How I Use SQL in My Modern Data Engineering Projects
Here’s where I actually use SQL in my daily data engineering projects
Hey friends - Happy Tuesday!
People often think that once you become a senior data engineer working with big data platforms, Spark, and orchestration tools, you stop using SQL.
It sounds logical at first. SQL feels simple, like something for beginners or small databases.

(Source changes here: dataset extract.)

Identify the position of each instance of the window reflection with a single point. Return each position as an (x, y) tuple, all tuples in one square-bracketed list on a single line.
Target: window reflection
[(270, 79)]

But that idea is completely wrong.
The truth is, the bigger and more complex a system gets, the more I rely on SQL. I use it almost every day.
So in this post, I’ll show you where we actually use SQL in real big data engineering projects.
1. SQL in Data Exploration
Whenever I connect to a new system, the first thing I do is look around.
I want to understand how the data is structured, what tables exist, how they connect, and what kind of content they hold.
To explore, I use SQL.
I run small queries to check columns, data types, record counts, and sample a few rows.
It feels similar to what data analysts do in exploratory data analysis, just from a data engineering angle.
This first step helps me understand data quality, potential issues, and which joins or transformations will make sense later.
Skipping this step is like building a house without checking the foundation.
2. SQL in Data Extraction
After exploring the system, the next step is to pull the data out.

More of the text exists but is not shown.